- El rollo y el Cordero
- 1
- Vi entonces que el que estaba sentado en el trono tenía en la mano derecha un libro, el cual estaba escrito por dentro y por fuera.
El libro estaba sellado con siete sellos.
- 2
- Vi también a un ángel poderoso, que a gran voz proclamaba: «¿Quién es digno de abrir el libro y de quitarle los sellos?»
- 3
- Pero no había nadie en el cielo, ni en la tierra ni debajo de la tierra, que pudiera abrir el libro, y ni siquiera mirarlo.
- 4
- Yo lloraba mucho al ver que no había nadie digno de abrir el libro, ni de leerlo, ni de mirarlo.
- 5
- Y uno de los ancianos me dijo: «No llores, pues el León de la tribu de Judá, la raíz de David, ha vencido y puede abrir el libro y quitarle sus siete sellos.»
- 6
- En ese momento vi un Cordero en medio del trono y de los cuatro seres vivientes, y en medio de los ancianos.

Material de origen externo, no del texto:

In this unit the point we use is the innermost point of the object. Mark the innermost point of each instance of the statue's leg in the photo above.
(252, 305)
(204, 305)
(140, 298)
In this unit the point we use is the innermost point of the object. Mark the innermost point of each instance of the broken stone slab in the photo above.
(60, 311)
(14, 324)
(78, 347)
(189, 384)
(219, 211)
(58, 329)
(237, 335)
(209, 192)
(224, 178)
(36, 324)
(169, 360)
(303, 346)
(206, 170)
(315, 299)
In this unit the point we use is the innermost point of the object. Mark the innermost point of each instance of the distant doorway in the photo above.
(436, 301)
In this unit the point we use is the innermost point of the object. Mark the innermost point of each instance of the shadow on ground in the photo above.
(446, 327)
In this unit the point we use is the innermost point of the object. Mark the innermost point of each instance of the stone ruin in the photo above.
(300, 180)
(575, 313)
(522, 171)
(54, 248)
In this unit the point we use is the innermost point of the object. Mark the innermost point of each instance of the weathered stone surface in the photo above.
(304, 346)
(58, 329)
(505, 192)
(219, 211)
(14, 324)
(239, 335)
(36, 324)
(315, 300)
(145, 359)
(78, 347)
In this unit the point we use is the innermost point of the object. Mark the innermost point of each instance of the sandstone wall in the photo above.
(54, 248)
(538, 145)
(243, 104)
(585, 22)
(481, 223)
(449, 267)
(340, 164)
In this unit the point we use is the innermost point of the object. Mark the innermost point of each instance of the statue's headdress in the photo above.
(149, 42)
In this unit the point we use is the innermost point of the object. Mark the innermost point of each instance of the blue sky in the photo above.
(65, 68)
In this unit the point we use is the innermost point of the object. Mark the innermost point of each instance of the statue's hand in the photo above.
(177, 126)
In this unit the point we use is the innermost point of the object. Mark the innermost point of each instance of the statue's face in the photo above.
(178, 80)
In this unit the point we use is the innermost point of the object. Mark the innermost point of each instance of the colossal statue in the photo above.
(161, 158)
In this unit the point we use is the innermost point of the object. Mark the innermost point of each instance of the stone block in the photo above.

Estaba de pie, y parecía haber sido inmolado. Tenía siete cuernos, y siete ojos, que son los siete espíritus que Dios ha enviado por toda la tierra.
- 7
- El Cordero se acercó al que estaba sentado en el trono, y de su mano derecha tomó el libro.
- 8
- Tan pronto como lo tomó, los cuatro seres vivientes y los veinticuatro ancianos se arrodillaron ante el Cordero.
Todos llevaban arpas, y también copas de oro llenas de incienso, que son las oraciones de los santos,
- 9
- y entonaban un cántico nuevo, que decía:
«Digno eres de tomar el libro y de abrir sus sellos, porque fuiste inmolado. Con tu sangre redimiste para Dios gente de toda raza, lengua, pueblo y nación,
- 10
- y para nuestro Dios los hiciste
reyes y sacerdotes, y reinarán sobre la tierra.»
- 11
- Miré entonces, y alrededor del trono oí la voz de muchos ángeles, y de los seres vivientes y de los ancianos.
Eran una multitud incontable; ¡miríadas y miríadas de ellos!
- 12
- A grandes voces decían:
«Digno es el Cordero inmolado de recibir el poder y las riquezas, la sabiduría y la fortaleza, la honra, la gloria y la alabanza.»
- 13
- Entonces oí que todo lo creado en el cielo, y en la tierra, y debajo de la tierra y en el mar, y todo lo que hay en ellos, decían:
«Al que está sentado en el trono, y al Cordero, sean dadas la alabanza, la honra, la gloria y el poder, por los siglos de los siglos.»
- 14
- Los cuatro seres vivientes decían: «Amén.» Y los veinticuatro ancianos se inclinaron y adoraron.